Microsoft patches four exploited zero-days, but lags with fixes for a fifth (CVE-2023-36884)

For July 2023 Patch Tuesday, Microsoft has delivered 130 patches; among them are four for vulnerabilites actively exploited by attackers, but no patch for CVE-2023-36884, an Office and Windows HTML RCE vulnerability exploited in targeted attacks aimed at defense and government entities in Europe and North America.


About CVE-2023-36884

“Microsoft is investigating reports of a series of remote code execution vulnerabilities impacting Windows and Office products. Microsoft is aware of targeted attacks that attempt to exploit these vulnerabilities by using specially-crafted Microsoft Office documents,” the company said in the advisory for that particular CVE-numbered vulnerability.

Reported by Microsoft, Google Threat Analysis Group, and Volexity researchers, CVE-2023-36884 has been abused via booby-trapped Microsoft Word documents ostensibly related to the Ukrainian World Congress.

“Storm-0978 (DEV-0978; also referred to as RomCom, the name of their backdoor, by other vendors) is a cybercriminal group based out of Russia, known to conduct opportunistic ransomware and extortion-only operations, as well as targeted credential-gathering campaigns likely in support of intelligence operations,” Microsoft Threat Intelligence has shared.

“Storm-0978 operates, develops, and distributes the RomCom backdoor. The actor also deploys the Underground ransomware, which is closely related to the Industrial Spy ransomware first observed in the wild in May 2022. The actor’s latest campaign detected in June 2023 involved abuse of CVE-2023-36884 to deliver a backdoor with similarities to RomCom.”

Previously, BlackBerry researchers shared their discovery of two malicious documents that seem to have been used by RomCom in those same campaigns.

The good news (for enterprise users and consumers) is that the attacks are highly targeted. The bad news is that Microsoft has yet to deliver patches for this issue.

Dustin Childs, head of threat awareness at Trend Micro Inc.’s Zero Day Initiative, says that though Microsoft considers this issue “Important”, admins would to well to treat it as “Critical”. Microsoft has advised on mitigations to reduce the risk of exploitation until the fixes are ready.

“Identified exploit activity includes abuse of CVE-2023-36884, including a remote code execution vulnerability exploited via Microsoft Word documents in June 2023, as well as abuse of vulnerabilities contributing to a security feature bypass,” Microsoft Threat Intelligence has noted.

(Might one of the security feature bypass vulnerabilities they are talking about be CVE-2023-32049, patches for which have been released today?

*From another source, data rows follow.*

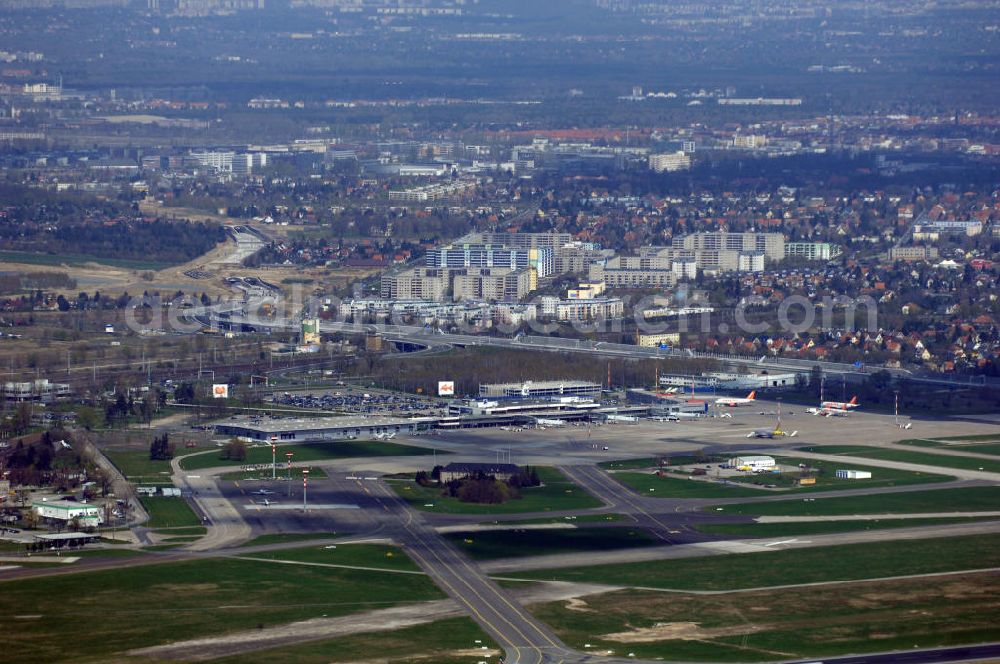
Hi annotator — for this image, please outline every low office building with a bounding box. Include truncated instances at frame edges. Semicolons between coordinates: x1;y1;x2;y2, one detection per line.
785;242;841;261
3;378;70;403
729;454;776;471
212;416;433;443
479;380;601;399
31;500;104;528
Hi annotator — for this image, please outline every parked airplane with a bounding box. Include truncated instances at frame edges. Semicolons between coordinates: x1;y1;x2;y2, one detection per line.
747;429;799;438
806;408;850;417
715;390;757;408
819;395;860;410
654;412;704;422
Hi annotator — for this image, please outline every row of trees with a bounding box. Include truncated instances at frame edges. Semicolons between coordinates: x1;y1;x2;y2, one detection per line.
149;433;175;461
415;466;542;505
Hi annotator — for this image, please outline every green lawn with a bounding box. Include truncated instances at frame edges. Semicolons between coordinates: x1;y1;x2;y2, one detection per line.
532;574;1000;662
219;464;328;482
897;436;1000;456
597;453;729;471
212;618;498;664
247;544;420;572
389;468;602;514
697;517;996;537
611;471;770;498
733;457;955;493
483;514;631;526
181;440;434;470
708;486;1000;516
960;443;1000;456
504;534;1000;590
241;533;343;546
104;450;170;484
0;553;444;662
801;445;1000;473
0;251;175;270
445;527;662;560
153;526;208;535
139;496;201;528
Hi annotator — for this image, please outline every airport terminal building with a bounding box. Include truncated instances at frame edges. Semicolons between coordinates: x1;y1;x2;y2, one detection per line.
479;380;601;399
213;416;428;443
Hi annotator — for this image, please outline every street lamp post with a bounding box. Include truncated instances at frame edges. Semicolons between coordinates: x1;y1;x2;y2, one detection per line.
271;440;278;480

Microsoft does not say.)

Other exploited vulnerabilities

CVE-2023-32049 is a vulnerability that allows attackers to bypass the Open File – Security Warning prompt. Flagged by Microsoft Threat Intelligence and the Microsoft Office Product Group security team, it requires user interaction to be exploited.

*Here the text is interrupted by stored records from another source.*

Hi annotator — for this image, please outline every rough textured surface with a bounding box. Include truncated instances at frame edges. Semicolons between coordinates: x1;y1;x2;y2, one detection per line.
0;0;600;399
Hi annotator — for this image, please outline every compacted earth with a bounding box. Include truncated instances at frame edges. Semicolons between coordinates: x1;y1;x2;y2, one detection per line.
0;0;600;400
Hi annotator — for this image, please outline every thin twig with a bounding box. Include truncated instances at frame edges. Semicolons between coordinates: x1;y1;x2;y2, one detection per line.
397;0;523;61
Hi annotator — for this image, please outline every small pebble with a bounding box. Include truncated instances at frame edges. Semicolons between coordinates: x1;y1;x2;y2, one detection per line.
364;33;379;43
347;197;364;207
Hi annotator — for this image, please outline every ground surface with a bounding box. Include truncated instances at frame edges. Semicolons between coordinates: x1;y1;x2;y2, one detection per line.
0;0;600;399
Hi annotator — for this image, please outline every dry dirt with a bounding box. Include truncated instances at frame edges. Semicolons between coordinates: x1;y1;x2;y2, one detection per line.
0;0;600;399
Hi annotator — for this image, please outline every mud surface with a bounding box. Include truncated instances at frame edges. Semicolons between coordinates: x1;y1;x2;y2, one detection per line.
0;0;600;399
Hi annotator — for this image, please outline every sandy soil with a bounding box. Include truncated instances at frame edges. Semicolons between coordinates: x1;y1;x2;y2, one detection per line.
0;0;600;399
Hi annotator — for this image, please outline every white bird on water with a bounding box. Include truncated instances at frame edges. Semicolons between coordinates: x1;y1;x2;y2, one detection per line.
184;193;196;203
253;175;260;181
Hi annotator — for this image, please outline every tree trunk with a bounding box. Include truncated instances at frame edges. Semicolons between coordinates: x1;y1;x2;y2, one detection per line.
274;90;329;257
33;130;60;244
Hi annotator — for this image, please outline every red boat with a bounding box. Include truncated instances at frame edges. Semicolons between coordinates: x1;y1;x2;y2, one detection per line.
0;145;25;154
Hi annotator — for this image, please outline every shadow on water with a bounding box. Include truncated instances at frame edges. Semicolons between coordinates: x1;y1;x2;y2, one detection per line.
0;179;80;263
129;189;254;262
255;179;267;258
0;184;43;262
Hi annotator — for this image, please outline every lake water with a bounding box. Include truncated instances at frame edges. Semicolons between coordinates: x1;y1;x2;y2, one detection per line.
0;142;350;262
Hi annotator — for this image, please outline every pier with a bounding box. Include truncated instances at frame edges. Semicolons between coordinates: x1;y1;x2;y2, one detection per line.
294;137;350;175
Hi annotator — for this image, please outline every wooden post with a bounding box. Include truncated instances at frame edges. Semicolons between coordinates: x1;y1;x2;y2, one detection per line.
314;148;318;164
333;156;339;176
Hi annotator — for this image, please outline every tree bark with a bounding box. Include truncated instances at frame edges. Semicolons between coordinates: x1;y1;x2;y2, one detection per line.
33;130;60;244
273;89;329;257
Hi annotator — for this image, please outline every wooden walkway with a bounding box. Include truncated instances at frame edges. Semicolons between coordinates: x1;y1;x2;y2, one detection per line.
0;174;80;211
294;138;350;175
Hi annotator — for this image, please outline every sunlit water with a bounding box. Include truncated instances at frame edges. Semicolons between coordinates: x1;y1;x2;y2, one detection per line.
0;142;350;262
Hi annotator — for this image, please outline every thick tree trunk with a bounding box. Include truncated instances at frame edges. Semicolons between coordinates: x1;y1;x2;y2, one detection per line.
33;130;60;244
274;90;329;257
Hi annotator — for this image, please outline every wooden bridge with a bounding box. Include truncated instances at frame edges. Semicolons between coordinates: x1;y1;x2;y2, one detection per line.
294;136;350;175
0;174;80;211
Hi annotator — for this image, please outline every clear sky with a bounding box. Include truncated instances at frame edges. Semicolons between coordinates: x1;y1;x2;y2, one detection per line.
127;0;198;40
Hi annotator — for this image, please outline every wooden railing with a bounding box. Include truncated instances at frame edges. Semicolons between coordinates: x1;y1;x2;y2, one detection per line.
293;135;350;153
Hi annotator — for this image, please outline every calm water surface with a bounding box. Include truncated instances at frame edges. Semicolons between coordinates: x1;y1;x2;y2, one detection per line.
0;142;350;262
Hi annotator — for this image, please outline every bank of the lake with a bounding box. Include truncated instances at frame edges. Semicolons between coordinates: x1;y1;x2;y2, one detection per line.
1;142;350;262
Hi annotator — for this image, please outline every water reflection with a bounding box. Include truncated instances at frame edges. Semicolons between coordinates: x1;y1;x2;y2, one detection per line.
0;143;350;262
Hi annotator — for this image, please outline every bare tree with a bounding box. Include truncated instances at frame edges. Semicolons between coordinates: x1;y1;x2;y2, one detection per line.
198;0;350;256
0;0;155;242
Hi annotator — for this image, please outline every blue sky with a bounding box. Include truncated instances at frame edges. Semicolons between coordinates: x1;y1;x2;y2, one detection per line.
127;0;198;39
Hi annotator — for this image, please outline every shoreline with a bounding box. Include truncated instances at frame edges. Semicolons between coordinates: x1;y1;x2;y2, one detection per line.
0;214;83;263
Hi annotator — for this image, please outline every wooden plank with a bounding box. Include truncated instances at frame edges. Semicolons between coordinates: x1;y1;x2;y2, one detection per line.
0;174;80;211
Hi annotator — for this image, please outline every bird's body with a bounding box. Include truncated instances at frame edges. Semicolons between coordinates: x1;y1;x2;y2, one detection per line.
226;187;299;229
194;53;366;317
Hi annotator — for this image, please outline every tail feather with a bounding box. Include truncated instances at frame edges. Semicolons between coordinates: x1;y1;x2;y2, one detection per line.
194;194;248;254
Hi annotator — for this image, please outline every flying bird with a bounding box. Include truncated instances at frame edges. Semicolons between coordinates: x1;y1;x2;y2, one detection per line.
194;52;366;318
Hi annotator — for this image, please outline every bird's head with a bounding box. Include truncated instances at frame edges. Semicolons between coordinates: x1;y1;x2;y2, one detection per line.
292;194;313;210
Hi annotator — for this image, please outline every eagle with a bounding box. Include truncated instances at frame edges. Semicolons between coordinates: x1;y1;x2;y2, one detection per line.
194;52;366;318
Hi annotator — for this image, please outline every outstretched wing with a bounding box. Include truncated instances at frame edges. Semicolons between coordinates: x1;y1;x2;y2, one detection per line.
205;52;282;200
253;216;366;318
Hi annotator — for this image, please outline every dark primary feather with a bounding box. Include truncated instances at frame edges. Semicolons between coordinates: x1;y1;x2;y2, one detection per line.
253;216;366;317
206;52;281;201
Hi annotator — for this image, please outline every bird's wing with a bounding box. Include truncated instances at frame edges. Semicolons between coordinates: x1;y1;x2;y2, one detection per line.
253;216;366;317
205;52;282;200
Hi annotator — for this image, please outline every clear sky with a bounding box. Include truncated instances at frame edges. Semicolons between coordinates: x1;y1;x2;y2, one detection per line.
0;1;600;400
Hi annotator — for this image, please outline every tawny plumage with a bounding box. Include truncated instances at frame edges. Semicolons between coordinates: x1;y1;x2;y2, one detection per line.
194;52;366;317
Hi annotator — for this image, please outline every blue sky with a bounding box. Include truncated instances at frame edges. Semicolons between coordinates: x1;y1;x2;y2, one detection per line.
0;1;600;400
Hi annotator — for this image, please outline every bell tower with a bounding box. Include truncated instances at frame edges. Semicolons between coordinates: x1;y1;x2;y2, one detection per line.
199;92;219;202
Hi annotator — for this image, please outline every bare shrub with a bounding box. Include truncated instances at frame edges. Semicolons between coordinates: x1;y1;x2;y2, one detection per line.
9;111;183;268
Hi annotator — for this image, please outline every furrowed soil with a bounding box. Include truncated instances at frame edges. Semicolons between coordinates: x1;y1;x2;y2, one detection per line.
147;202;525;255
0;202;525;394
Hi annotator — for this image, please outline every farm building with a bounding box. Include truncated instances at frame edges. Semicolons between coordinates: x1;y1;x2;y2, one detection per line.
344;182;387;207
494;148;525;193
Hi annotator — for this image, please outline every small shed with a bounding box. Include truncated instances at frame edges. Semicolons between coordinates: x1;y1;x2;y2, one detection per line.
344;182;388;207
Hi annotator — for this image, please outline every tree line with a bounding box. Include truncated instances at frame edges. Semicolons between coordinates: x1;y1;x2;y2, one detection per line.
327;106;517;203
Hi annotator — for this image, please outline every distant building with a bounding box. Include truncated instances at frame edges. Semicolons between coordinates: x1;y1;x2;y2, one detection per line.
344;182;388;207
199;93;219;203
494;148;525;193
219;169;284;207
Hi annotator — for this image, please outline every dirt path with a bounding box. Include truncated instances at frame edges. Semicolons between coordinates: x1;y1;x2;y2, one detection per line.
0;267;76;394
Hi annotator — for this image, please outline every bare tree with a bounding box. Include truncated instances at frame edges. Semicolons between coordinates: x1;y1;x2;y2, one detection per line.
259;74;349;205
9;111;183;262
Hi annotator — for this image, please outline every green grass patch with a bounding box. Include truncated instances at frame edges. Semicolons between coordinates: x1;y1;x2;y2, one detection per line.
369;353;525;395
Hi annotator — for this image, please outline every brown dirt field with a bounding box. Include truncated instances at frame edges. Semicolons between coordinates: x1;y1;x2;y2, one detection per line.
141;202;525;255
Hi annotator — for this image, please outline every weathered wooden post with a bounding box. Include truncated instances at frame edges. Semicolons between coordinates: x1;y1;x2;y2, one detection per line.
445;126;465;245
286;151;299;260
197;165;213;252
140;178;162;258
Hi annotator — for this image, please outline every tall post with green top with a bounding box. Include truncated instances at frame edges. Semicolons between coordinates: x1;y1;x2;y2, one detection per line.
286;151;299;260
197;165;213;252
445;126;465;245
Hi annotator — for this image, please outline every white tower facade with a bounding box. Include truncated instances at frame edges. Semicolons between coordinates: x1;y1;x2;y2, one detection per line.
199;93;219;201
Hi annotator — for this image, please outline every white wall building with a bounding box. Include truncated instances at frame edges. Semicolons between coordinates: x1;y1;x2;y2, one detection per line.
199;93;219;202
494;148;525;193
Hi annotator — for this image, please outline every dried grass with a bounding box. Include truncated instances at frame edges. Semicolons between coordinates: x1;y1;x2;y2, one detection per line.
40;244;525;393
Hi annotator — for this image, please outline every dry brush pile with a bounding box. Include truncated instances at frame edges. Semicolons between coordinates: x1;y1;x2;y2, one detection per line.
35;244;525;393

But it is nevertheless being exploited, and patching it should be a priority.

Microsoft has also patched:

  • CVE-2023-35311, a vulnerability that is being used to bypass the Microsoft Outlook Security Notice prompt
  • CVE-2023-36874, an elevation of privilege (EoP) flaw in the Windows Error Reporting Service, exploited to gain administrator privileges (exploitation reported by Google TAG researchers)
  • CVE-2023-32046, an EoP vulnerability in the Windows MSHTML Platform that allowed attackers to gain the rights of the user that is running the affected application

Removing malicious signed drivers

“Microsoft also issued guidance regarding the malicious use of signed drivers through its Microsoft Windows Hardware Developer Program (MWHDP),” noted Satnam Narang, senior staff research engineer at Tenable.

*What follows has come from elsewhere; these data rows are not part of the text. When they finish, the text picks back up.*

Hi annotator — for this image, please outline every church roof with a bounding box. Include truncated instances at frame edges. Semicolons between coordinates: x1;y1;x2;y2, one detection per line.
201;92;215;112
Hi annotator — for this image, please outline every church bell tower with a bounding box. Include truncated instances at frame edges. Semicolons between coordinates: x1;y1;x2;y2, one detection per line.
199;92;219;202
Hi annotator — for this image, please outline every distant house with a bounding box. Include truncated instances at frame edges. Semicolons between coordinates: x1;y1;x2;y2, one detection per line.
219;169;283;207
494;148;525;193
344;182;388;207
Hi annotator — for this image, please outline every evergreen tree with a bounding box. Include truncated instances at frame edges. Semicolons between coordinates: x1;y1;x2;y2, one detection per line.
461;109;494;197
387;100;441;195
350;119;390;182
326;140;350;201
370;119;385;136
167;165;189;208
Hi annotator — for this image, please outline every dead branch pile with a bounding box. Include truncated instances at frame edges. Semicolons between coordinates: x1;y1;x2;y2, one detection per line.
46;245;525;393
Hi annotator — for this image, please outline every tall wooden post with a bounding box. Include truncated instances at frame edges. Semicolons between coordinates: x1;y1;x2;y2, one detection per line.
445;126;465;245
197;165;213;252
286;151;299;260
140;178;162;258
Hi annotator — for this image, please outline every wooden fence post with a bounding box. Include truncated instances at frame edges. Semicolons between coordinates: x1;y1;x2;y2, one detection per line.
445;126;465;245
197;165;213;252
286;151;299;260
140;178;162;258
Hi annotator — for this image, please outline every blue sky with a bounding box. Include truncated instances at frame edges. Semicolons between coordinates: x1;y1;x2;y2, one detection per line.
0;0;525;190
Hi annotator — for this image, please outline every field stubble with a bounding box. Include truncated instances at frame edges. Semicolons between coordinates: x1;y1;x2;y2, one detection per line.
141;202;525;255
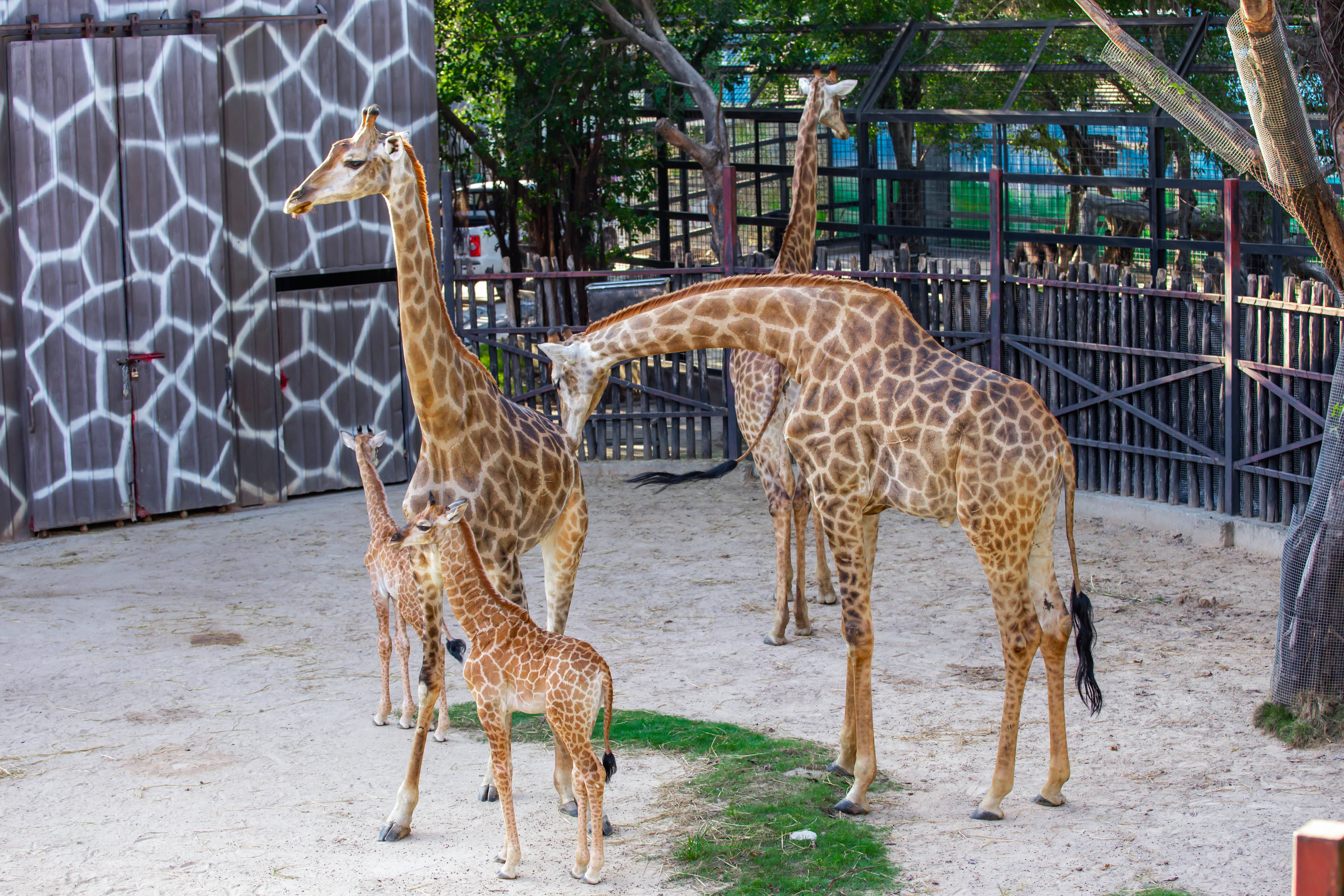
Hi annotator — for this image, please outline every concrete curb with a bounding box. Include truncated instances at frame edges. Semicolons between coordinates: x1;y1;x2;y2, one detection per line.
579;467;1288;559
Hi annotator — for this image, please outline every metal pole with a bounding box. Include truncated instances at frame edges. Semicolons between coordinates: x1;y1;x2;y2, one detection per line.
438;169;462;333
989;165;1004;371
719;165;738;277
1219;177;1242;516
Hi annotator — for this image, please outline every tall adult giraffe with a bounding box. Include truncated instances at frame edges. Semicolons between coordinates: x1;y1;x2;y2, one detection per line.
285;106;587;836
540;274;1101;819
630;69;859;646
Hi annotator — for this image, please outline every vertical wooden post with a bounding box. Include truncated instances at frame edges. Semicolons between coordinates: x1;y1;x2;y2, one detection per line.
438;169;462;333
1218;177;1242;515
989;165;1004;371
658;140;672;262
1293;821;1344;896
719;165;738;275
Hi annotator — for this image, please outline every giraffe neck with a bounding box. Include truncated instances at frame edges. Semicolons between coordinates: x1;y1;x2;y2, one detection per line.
574;274;919;381
438;520;536;645
355;445;396;541
384;162;499;443
774;88;823;274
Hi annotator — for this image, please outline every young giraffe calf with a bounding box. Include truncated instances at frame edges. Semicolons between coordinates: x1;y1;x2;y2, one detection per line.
340;429;466;742
388;498;616;884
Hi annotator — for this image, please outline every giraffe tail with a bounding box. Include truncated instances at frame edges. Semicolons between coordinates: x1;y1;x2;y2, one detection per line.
602;664;616;781
626;461;738;492
1060;447;1102;715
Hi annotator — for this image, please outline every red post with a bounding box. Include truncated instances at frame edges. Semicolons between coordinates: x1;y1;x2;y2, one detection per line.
719;165;738;277
1218;177;1242;516
1293;821;1344;896
989;167;1004;371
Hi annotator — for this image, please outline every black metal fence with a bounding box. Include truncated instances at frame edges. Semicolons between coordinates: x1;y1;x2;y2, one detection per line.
449;169;1344;523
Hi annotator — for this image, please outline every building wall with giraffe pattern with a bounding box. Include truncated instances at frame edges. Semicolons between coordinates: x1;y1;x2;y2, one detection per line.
0;0;438;540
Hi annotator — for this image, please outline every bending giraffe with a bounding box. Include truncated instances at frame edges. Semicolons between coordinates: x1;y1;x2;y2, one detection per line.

“It was determined that certain Microsoft Partner Center developer accounts submitted malicious drivers to gain a Microsoft signature. The abuse of these signed drivers was discovered as part of post-exploitation activity, which required an attacker to gain administrative privileges on the targeted system first before running the malicious signed drivers.”

Microsoft says they launched an investigation in the matter when they were notified of this activity by Sophos on February 9, 2023, and that Trend Micro and Cisco released reports containing additional details.

“All the developer accounts involved in this incident were immediately suspended,” the company added. “Offline scans will be required to detect malicious drivers which might have been installed prior to March 2, 2023, when new Microsoft detections were implemented.”

The signed drivers seem to have been used in attacks targeting online gamers in China.

UPDATE (July 12, 2023, 06:25 a.m. ET):

Microsoft has also published details about an attack campaign by China-based hackers aimed at compromising government email accounts by exploiting a token validation issue.